Tanta gente e tanto trabalho se explica porque o bóson de Higgs pode ser a peça que faltava para completar o quebra-cabeça das partículas atômicas. No início do século passado só havia uma partícula, o elétron. Logo surgiram evidências do núcleo atômico, formado por partículas bem maiores, e lá por 1950 os físicos já haviam identificado dezenas delas. “Era o caos”, conta Novaes. “Ainda não havia nenhuma organização entre as partículas.” Aos poucos os físicos desvendaram as forças que mantêm as partículas e os átomos unidos, mas ainda não era o bastante. Quando os aceleradores de partículas começaram a funcionar e exibiram dimensões ainda mais profundas da matéria, os físicos verificaram que todo o zoológico de partículas dos anos 1950 poderia ser organizado por meio de apenas três partículas, os quarks up, down e strange. Nos anos seguintes mais três quarks – charm, bottom e top – foram descobertos. Esses seis quarks, combinados em pares quark-antiquark, ou em trios, compõem todas as partículas sujeitas a uma das forças fundamentais da natureza, a interação forte, que mantém o núcleo atômico coeso. Apareceram partículas de nomes estranhos e pouco conhecidas para a maioria das pessoas, como káon, eta, chi, lambda, sigma ou J-psi, mas não eram mais centenas, apenas rearrumações dos mesmos elementos básicos. Mais do que partículas isoladas, agora existem categorias: prótons e nêutrons, que formam o núcleo atômico, são chamados de hádrons (hadrós em grego significa maciço, forte). O próprio núcleo perdeu o hipotético bucolismo e se revelou um ambiente tempestuoso, com nuvens de partículas que surgem e desaparecem a todo momento cercando prótons e nêutrons.
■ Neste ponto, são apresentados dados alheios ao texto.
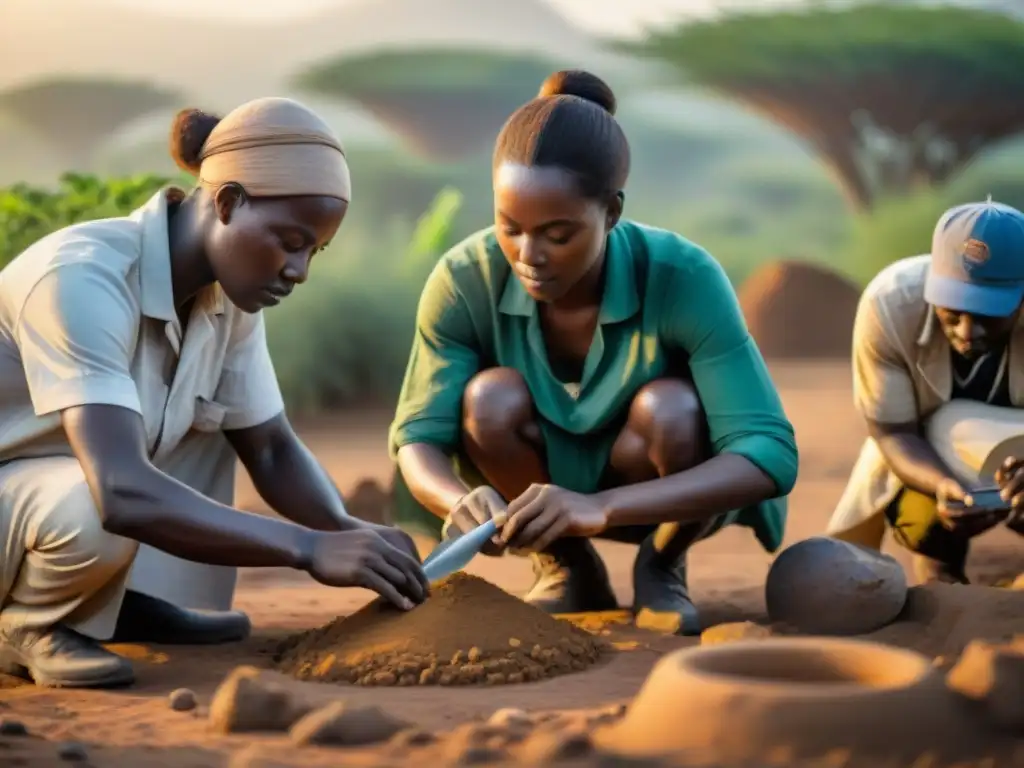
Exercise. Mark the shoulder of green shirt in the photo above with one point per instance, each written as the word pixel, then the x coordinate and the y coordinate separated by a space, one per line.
pixel 664 249
pixel 473 265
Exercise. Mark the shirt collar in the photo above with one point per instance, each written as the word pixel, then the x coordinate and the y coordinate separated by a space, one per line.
pixel 155 264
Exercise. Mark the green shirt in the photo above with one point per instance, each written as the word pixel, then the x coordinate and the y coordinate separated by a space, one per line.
pixel 666 302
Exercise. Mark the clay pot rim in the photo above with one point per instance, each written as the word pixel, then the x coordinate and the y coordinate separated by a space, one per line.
pixel 888 669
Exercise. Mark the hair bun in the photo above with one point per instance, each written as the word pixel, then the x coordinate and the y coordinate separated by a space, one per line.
pixel 189 131
pixel 582 84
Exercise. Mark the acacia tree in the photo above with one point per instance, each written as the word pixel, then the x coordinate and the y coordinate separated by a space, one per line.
pixel 890 96
pixel 77 115
pixel 443 103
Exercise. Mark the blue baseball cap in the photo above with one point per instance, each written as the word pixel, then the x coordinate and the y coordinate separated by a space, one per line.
pixel 978 260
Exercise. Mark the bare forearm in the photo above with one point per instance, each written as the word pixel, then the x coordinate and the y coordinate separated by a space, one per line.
pixel 156 509
pixel 293 482
pixel 723 483
pixel 431 478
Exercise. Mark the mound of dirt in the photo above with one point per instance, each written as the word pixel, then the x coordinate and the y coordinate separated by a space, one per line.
pixel 798 310
pixel 941 620
pixel 468 632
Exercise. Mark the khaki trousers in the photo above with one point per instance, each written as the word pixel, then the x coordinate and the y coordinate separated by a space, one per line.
pixel 58 564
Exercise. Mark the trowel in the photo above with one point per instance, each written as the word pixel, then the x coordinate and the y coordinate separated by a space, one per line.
pixel 455 554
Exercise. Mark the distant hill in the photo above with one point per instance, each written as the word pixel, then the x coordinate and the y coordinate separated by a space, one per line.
pixel 227 62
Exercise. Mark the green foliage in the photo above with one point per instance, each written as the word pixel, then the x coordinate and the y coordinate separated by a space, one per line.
pixel 426 70
pixel 843 43
pixel 29 213
pixel 897 226
pixel 346 339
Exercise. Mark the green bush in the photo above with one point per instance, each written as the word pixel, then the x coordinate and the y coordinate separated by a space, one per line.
pixel 343 339
pixel 29 213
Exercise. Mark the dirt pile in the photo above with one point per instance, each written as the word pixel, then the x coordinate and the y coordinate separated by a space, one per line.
pixel 468 632
pixel 941 620
pixel 799 310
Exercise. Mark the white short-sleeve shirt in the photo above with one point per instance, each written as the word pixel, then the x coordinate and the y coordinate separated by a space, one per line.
pixel 87 316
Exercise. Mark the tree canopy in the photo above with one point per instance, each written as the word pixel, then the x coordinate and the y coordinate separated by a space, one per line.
pixel 444 102
pixel 891 96
pixel 77 114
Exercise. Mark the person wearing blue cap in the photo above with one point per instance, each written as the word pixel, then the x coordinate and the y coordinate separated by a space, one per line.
pixel 938 358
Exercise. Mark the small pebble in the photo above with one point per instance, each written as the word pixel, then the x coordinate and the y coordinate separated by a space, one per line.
pixel 182 699
pixel 12 728
pixel 413 737
pixel 553 747
pixel 510 717
pixel 72 752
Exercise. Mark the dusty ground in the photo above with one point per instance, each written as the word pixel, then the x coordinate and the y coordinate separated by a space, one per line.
pixel 137 728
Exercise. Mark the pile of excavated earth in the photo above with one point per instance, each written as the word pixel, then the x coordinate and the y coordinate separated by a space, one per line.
pixel 468 632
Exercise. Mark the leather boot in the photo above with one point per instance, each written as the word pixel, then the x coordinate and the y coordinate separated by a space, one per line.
pixel 148 620
pixel 570 579
pixel 59 657
pixel 660 597
pixel 931 571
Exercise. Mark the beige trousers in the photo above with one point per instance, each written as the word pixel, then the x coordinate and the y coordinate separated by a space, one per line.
pixel 58 564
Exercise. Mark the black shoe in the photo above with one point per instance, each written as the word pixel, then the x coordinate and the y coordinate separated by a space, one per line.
pixel 148 620
pixel 59 657
pixel 570 579
pixel 935 571
pixel 660 598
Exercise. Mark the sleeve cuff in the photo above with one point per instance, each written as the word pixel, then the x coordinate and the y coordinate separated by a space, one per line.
pixel 775 457
pixel 440 432
pixel 253 417
pixel 87 390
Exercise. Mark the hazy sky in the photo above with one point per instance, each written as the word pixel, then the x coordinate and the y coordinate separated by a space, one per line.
pixel 599 15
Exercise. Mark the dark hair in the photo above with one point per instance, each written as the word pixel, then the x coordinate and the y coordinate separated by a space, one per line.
pixel 189 131
pixel 570 125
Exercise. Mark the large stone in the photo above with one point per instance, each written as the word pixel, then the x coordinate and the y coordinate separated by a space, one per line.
pixel 823 586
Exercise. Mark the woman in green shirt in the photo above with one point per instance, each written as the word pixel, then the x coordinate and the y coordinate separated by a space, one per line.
pixel 578 375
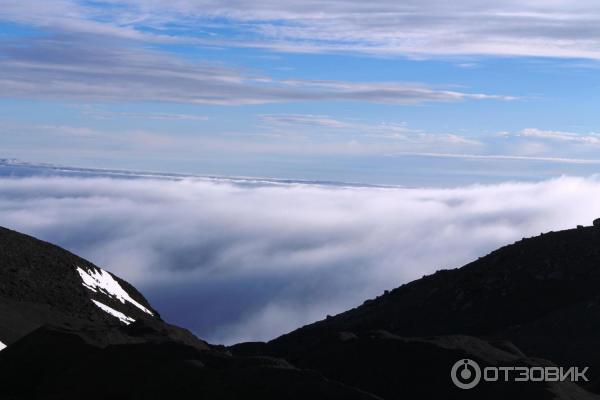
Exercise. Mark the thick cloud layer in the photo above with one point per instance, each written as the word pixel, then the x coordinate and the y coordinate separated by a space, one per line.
pixel 248 261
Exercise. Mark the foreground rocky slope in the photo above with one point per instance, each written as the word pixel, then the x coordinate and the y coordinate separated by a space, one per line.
pixel 536 298
pixel 75 331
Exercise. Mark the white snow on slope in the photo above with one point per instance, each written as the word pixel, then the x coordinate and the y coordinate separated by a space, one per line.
pixel 122 317
pixel 98 279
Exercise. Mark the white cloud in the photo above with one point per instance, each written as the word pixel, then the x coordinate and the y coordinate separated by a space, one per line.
pixel 557 28
pixel 593 139
pixel 67 68
pixel 250 261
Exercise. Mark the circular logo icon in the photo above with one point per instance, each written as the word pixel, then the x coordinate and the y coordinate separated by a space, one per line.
pixel 465 374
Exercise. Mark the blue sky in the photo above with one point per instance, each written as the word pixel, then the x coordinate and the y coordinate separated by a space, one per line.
pixel 422 93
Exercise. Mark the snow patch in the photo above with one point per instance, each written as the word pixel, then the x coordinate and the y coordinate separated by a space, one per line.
pixel 122 317
pixel 97 279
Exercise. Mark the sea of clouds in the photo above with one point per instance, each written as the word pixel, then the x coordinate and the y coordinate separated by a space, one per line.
pixel 241 261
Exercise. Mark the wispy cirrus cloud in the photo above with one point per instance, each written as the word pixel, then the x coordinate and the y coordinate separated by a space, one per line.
pixel 250 260
pixel 414 28
pixel 46 68
pixel 559 136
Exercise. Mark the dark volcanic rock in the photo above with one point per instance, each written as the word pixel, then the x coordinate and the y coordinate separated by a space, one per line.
pixel 56 363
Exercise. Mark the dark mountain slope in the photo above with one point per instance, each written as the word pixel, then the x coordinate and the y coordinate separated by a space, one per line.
pixel 75 331
pixel 539 297
pixel 516 292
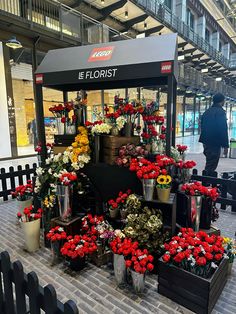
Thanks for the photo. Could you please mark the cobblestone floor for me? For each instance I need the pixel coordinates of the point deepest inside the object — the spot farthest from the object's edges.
(94, 289)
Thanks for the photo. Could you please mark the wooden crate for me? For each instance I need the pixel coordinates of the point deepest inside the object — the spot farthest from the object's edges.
(110, 145)
(193, 292)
O LHC pode eventualmente lançar luz também sobre dimensões extras, além das quatro conhecidas (três espaciais, comprimento, largura e altura, e uma temporal); ninguém provou ainda que elas realmente não existam e uma parte dos físicos precisa delas para manter suas teorias em pé. Mesmo assim, Novaes acha pouco. “Espero que do LHC surjam coisas diferentes, que nos levem a outros desafios”, diz ele. “Pode ser que o novo seja totalmente novo, sem nenhuma vinculação com as propostas teóricas atuais.” Como os resultados são imprevisíveis, podem surgir até mesmo outras coisas importantes além de novas explicações sobre o Universo. Em 1990 o físico suíço Tim-Bernes Lee criou uma linguagem de computador para facilitar a vida de quem trabalhava no Cern, sem imaginar que sua invenção, o hipertexto, seria essencial para a expansão da internet.

Faz tempo que os físicos perseguem o bóson de Higgs. O próprio Novaes, em 1979, ainda no mestrado, estudou um dos mecanismos de produção dessa partícula por meio de colisões entre prótons. “O que era um problema naquela época continua na agenda, mostrando a dificuldade da física de partículas em avançar nas últimas 3 décadas.” Espera-se que e-Science ajude a resolver. “A e-Science é aberta e veloz e representa outro modo de fazer ciência”, diz Novaes. “Temos que pensar de outra forma e ser ousados.”